Pandas every nth row
There is an even simpler solution to the accepted answer that involves directly invoking df.__getitem__.
df = pd.DataFrame('x', index=range(5), columns=list('abc'))
df
a b c
0 x x x
1 x x x
2 x x x
3 x x x
4 x x x
For example, to get every 2 rows, you can do
df[::2]
a b c
0 x x x
2 x x x
4 x x x
There's also GroupBy.first/GroupBy.head, you group on the index:
df.index // 2
# Int64Index([0, 0, 1, 1, 2], dtype='int64')
df.groupby(df.index // 2).first()
# Alternatively,
# df.groupby(df.index // 2).head(1)
a b c
0 x x x
1 x x x
2 x x x
The index is floor-divved by the stride (2, in this case). If the index is non-numeric, instead do
# df.groupby(np.arange(len(df)) // 2).first()

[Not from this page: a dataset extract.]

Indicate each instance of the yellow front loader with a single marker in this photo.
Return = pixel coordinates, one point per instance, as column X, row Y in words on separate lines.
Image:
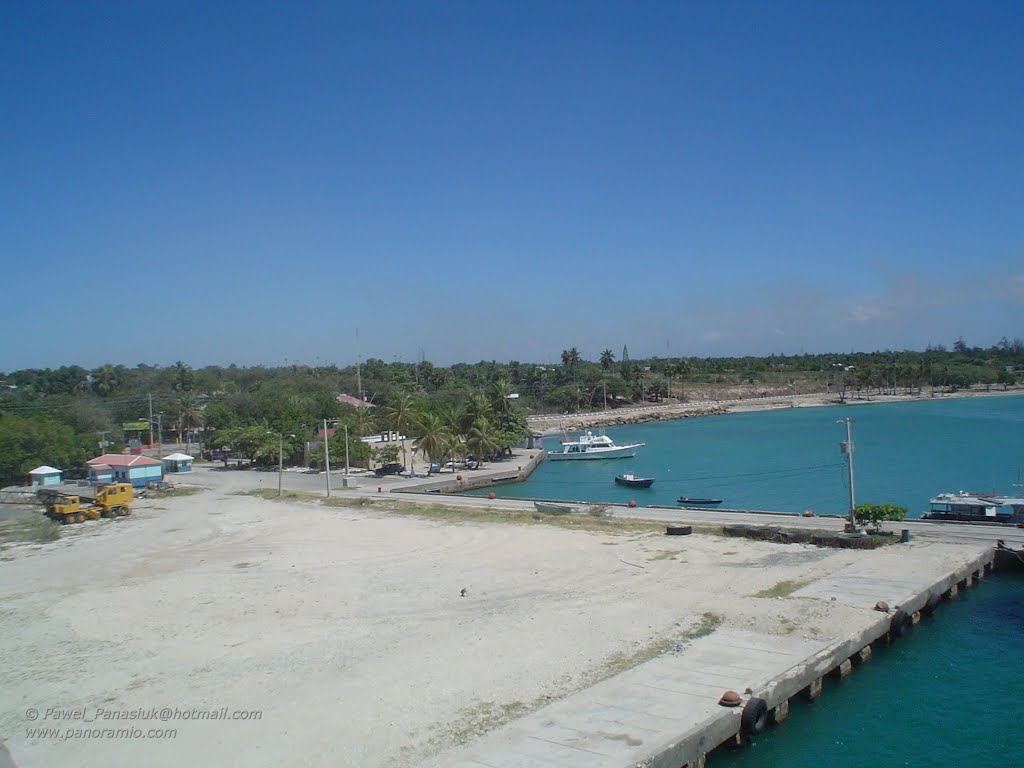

df.groupby(pd.RangeIndex(len(df)) // 2).first()
a b c
0 x x x
1 x x x
2 x x x
I'd use iloc, which takes a row/column slice, both based on integer position and following normal python syntax. If you want every 5th row:
df.iloc[::5, :]
Adding reset_index() to metastableB's answer allows you to only need to assume that the rows are ordered and consecutive.
df1 = df[df.reset_index().index % 3 != 0] # Excludes every 3rd row starting from 0
df2 = df[df.reset_index().index % 3 == 0] # Selects every 3rd row starting from 0
df.reset_index().index will create an index that starts at 0 and increments by 1, allowing you to use the modulo easily.
Though @chrisb's accepted answer does answer the question, I would like to add to it the following.
A simple method I use to get the nth data or drop the nth row is the following:
df1 = df[df.index % 3 != 0] # Excludes every 3rd row starting from 0
df2 = df[df.index % 3 == 0] # Selects every 3rd raw starting from 0
This arithmetic based sampling has the ability to enable even more complex row-selections.
This assumes, of course, that you have an index column of ordered, consecutive, integers starting at 0.